On pourra reprocher au film d’en faire parfois un peu trop dans le côté religieux. Dès le départ, le destin de Ben-Hur croise celui du Christ et au final nous est assénée , pas toujours avec subtilité, une leçon de vie un brin téléphonée. Mais il faut admettre que cette leçon de vie demeure très belle, universelle, profondément humaniste. La grande réussite du film est de nous donner envie de croire que des hommes comme Ben-Hur existent, parvenant à pardonner le pire, à se raviser avant de se laisser contaminer par la haine. Ne pas se venger, accepter le mal que l’on nous fait et continuer d’avancer… Adaptation du roman Ben-Hur : A tale of the Christ, le long-métrage se présente bien comme un conte propice à toucher le plus grand nombre.

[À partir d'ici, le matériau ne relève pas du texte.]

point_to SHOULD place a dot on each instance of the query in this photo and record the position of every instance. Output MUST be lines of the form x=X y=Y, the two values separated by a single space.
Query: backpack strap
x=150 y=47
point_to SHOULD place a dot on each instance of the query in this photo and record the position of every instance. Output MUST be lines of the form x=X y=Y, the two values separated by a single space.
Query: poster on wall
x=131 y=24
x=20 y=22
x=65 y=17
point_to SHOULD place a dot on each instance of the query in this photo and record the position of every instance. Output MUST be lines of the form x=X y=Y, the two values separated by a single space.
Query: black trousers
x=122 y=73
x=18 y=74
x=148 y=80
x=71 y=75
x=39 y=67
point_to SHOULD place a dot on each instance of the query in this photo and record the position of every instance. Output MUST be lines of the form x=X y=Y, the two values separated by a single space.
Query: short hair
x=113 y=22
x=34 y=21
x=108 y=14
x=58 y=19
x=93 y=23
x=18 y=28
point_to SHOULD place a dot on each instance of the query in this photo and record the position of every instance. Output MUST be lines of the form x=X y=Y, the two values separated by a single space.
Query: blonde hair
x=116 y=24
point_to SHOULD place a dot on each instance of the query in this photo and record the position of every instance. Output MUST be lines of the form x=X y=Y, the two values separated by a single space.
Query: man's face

C’est une œuvre incroyablement dense, qui brasse beaucoup de sujets forts (la foi, l’émancipation d’un peuple opprimé, l’amour au-delà des apparences et des règles, la soif de pouvoir) avec une grande intensité. Alors que Ben-Hur croit en Dieu et en l’humain, Messala et les romains font de Jules César leur propre Dieu. Aussi bien film d’amour (la touchante love story entre Ben-Hur et Esther, les liens familiaux puissants qui unissent Ben-Hur, sa mère et sa sœur) que film d’aventure, le projet déborde de moments inoubliables. Les galériens qui se démènent pour satisfaire un caprice sadique d’Arrius, la bataille navale ou la course de chars : autant de moments à la mise en scène époustouflante et jouissive. C’est mine de rien aussi et surtout un film sur le dépassement de soi.
On appréciera aussi tout le côté crypto-gay qui traverse cette folle aventure (les retrouvailles de Ben-Hur et Messala font partie de ces grands moments ambigus dont certains péplum avaient le secret).
Délice des yeux de chaque instant, magnifiquement interprété, émouvant et divertissant : Ben-Hur a les qualités des plus grands chef d’oeuvre. Un film fou d’ambition et d’humanisme.